The railroads crowed about the 24% raise and $5,000 bonus due workers in the tentative agreement that Congress has now imposed—actually quite meager considering the many years without raises. But it was a struggle over workers’ time, not pay, that led to voting down the contract.
TIME OFF CAN’T BE BOUGHT
Railroads have carried out layoffs just to please Wall Street investors in recent years (BNSF has shed 30% of its work force since 2015). They are worshiping at the altar of the latest “just-in-time” scheme, Precision Scheduled Railroading, to minimize delays in moving rolling stock by claiming all of a worker’s life for the company.
That has left the surviving workers who were traditionally on call with as little as a single guaranteed day off.
Imagine never straying farther than the two-hour report time, and because of job cuts actually called in to work more than 300 days a year, at any hour of the day or night, and maybe for 14 hours at a time. It is humanly impossible to comply, but rather than easing the strain on workers BNSF unilaterally introduced a 30-point scheme to discipline and even fire violators.
Karl Marx had assessed the 19th-Century agitation for the 10-hour day for English factory workers as a greater achievement than the French Revolution’s Universal Declaration of the Rights of Man: to determine “When does my day begin and when does it end?”
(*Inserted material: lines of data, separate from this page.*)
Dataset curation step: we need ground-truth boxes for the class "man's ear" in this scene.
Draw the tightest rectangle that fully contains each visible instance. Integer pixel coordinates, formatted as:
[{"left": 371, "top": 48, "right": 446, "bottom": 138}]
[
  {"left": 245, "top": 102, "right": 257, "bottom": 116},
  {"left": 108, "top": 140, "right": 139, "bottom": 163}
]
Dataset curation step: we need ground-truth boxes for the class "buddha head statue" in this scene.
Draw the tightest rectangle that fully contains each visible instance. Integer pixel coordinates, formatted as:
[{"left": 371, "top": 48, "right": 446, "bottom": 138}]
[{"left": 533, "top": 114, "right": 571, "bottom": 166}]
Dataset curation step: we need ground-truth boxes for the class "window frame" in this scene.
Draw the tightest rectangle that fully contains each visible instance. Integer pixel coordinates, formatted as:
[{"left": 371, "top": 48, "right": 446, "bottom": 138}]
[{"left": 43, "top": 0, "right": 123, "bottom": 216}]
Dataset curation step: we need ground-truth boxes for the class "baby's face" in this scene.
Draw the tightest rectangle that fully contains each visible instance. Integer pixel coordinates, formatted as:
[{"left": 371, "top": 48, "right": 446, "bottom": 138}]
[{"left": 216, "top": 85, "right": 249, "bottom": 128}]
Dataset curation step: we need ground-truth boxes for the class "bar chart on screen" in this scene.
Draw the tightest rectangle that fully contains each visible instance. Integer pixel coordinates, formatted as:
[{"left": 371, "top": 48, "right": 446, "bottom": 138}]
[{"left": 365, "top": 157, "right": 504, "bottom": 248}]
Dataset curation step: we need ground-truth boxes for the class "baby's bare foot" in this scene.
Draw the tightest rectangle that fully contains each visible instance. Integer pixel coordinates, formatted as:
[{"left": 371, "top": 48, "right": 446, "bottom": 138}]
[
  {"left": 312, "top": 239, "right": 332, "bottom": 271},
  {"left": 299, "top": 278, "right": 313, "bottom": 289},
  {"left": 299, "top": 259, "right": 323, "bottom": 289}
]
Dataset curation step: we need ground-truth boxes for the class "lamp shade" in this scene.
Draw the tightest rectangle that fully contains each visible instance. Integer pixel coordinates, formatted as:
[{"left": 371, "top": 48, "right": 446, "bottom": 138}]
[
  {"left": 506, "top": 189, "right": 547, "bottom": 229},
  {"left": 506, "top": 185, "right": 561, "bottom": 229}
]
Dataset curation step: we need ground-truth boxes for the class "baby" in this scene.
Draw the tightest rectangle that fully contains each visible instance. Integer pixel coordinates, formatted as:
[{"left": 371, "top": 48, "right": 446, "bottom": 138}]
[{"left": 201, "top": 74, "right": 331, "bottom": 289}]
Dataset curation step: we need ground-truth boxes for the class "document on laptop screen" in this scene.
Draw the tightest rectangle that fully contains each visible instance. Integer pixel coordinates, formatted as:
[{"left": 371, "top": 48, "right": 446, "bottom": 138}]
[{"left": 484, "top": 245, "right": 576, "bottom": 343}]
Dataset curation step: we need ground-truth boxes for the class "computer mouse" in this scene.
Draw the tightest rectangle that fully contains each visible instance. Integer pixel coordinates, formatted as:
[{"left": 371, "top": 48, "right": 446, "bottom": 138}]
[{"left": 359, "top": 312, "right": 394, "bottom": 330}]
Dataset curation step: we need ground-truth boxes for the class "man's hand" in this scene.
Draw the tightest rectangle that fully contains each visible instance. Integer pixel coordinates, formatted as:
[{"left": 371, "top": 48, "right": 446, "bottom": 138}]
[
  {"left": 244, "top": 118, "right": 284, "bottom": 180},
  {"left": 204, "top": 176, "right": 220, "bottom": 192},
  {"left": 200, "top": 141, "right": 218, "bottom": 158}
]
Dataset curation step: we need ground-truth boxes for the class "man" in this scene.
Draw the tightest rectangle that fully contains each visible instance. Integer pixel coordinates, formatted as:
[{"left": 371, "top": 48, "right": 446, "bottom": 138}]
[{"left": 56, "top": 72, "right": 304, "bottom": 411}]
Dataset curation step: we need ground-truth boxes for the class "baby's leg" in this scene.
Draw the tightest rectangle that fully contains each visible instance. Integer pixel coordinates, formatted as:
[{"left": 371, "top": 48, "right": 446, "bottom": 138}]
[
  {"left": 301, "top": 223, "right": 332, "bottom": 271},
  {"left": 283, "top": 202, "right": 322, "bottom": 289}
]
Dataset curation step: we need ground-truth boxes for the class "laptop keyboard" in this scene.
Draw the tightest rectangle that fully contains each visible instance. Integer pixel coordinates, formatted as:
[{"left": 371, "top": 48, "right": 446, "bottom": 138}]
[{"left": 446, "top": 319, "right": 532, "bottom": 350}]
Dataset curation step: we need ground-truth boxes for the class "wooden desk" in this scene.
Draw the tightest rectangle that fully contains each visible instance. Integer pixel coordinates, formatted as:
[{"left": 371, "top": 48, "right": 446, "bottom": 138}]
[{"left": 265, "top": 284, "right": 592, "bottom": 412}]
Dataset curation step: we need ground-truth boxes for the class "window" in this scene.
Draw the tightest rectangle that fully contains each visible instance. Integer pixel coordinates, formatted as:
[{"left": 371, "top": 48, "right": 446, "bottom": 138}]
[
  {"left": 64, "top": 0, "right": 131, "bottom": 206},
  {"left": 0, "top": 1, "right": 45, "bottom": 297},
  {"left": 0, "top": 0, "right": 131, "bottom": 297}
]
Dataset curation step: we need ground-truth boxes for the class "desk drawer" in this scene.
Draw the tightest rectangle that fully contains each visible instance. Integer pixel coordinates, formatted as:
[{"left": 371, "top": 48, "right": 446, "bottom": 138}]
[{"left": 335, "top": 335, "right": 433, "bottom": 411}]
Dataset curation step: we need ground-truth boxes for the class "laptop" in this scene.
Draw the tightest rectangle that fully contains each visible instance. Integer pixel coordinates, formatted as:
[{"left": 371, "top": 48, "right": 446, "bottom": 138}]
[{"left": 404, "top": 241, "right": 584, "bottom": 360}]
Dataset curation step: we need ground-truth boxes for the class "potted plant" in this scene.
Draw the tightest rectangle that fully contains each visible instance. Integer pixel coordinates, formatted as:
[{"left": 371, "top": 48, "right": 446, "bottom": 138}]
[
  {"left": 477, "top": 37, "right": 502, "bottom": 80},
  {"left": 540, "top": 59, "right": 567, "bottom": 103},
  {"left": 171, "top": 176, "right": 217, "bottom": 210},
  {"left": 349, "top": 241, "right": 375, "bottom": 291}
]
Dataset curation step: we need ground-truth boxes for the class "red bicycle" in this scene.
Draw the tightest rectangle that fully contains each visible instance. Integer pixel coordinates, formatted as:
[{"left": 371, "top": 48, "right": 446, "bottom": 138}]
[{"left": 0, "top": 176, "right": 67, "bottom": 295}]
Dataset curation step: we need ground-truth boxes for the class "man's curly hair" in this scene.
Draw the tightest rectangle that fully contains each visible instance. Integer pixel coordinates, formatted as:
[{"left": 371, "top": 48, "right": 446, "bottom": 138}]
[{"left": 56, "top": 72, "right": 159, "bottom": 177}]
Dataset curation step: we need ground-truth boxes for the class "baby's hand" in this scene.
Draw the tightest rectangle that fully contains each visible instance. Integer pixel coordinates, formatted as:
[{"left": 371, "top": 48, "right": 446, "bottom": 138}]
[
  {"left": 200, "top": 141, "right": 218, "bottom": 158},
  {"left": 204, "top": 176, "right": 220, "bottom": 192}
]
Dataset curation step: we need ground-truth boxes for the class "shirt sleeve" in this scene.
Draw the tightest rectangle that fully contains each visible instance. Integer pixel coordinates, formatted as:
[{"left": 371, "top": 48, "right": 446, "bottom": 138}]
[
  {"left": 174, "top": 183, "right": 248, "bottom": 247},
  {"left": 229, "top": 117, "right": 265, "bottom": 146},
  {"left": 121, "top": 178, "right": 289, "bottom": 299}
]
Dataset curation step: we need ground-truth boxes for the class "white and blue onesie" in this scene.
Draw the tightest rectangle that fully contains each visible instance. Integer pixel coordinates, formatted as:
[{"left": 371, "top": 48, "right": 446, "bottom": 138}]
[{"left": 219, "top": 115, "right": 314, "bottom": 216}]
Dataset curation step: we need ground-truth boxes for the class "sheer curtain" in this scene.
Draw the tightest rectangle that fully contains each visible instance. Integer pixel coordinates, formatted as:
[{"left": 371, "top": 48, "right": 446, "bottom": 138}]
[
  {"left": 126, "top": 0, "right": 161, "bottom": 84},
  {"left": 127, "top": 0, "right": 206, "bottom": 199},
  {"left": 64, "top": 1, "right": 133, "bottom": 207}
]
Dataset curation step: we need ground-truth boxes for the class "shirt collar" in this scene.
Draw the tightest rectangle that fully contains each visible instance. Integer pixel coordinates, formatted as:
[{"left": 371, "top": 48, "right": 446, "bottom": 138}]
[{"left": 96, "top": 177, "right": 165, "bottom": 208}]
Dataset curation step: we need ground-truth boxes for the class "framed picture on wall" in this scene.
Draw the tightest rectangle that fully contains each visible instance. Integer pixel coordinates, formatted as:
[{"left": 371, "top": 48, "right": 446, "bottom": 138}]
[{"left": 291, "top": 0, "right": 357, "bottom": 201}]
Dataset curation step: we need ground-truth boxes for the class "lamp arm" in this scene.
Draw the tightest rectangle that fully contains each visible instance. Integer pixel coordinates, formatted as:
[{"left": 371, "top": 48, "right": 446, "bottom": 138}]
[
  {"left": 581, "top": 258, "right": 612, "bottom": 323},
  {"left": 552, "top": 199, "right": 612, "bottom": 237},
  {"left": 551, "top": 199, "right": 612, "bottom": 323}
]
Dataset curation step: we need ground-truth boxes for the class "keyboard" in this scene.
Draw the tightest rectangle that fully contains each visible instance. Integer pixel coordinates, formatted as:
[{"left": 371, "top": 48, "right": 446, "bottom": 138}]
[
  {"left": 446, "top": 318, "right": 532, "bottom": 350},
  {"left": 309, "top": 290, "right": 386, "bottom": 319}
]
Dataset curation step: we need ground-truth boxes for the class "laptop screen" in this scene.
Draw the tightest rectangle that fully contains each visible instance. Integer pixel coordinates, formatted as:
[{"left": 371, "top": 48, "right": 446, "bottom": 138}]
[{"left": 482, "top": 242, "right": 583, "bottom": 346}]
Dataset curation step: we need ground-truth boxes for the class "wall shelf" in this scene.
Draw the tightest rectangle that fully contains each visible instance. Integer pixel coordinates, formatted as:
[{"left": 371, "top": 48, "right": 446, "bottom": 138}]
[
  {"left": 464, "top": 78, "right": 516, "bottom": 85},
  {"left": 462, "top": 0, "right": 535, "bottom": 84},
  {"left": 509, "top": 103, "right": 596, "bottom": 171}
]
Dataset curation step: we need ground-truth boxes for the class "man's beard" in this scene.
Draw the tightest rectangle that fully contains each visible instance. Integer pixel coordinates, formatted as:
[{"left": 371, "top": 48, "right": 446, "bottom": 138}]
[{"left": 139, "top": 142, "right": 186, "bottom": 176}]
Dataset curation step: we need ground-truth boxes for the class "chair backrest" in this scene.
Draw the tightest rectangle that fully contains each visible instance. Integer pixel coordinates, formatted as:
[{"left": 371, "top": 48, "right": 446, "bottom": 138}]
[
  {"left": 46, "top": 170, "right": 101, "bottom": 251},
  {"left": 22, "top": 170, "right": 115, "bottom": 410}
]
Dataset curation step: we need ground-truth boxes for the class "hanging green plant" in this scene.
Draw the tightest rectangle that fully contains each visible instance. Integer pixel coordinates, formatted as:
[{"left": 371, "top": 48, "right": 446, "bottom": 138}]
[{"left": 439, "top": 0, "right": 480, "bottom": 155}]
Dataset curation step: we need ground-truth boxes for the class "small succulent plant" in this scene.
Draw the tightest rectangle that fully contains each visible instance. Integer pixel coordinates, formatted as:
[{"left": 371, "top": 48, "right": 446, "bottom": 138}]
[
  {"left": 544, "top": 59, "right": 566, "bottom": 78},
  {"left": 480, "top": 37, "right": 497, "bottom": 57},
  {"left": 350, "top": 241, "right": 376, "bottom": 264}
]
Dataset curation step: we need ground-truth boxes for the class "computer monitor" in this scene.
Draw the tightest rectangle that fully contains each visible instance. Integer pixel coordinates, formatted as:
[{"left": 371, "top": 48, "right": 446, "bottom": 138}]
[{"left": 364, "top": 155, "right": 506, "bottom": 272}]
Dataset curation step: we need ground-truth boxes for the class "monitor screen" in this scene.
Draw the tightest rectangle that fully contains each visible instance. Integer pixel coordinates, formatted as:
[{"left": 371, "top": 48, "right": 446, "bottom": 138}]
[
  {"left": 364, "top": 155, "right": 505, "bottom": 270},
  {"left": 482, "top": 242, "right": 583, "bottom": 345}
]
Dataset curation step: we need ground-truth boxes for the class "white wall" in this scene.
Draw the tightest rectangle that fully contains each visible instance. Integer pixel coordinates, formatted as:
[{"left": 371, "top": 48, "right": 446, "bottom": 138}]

The struggles of railroad workers to know when their day ends, when their week ends, when their month ends demonstrates that, until capitalism is rooted out, workers’ gains of one generation can be taken back or retrogression can even make conditions worse.
WHICH SIDE ARE THEY ON?
Biden stepped into the role of a 19th-Century president: Grover Cleveland sent troops to Chicago in 1894 to break the Pullman strike, at the cost of 70 lives, after Pullman fired workers and sliced wages of the rest.
“Socialists” in Congress like Alexandria Ocasio-Cortez (except for Rashida Tlaib and Bernie Sanders) ended up on the opposite side of the class line from Socialist Eugene Debs, leader of the American Railway Union back in 1894, by voting to quash workers’ right to strike today—while exhorting railroad workers to “Stay Strong!”: “We Have Your Backs!”
The overreach by Democrats has provided an opening for Republicans to play games themselves. Suddenly Senators Ted Cruz and Josh Hawley are presenting themselves as friends of the working class by voting against the imposed contract. They also voted for the face-saving bill that would have slapped a band-aid on railroad workers’ inability to get time off by guaranteeing them seven paid sick days, knowing that bill would fail.
For Biden and the Congressional “Socialists” and for rail bosses, the matter is now settled. But the railroad workers who have not yet been listened to will likely still have their say.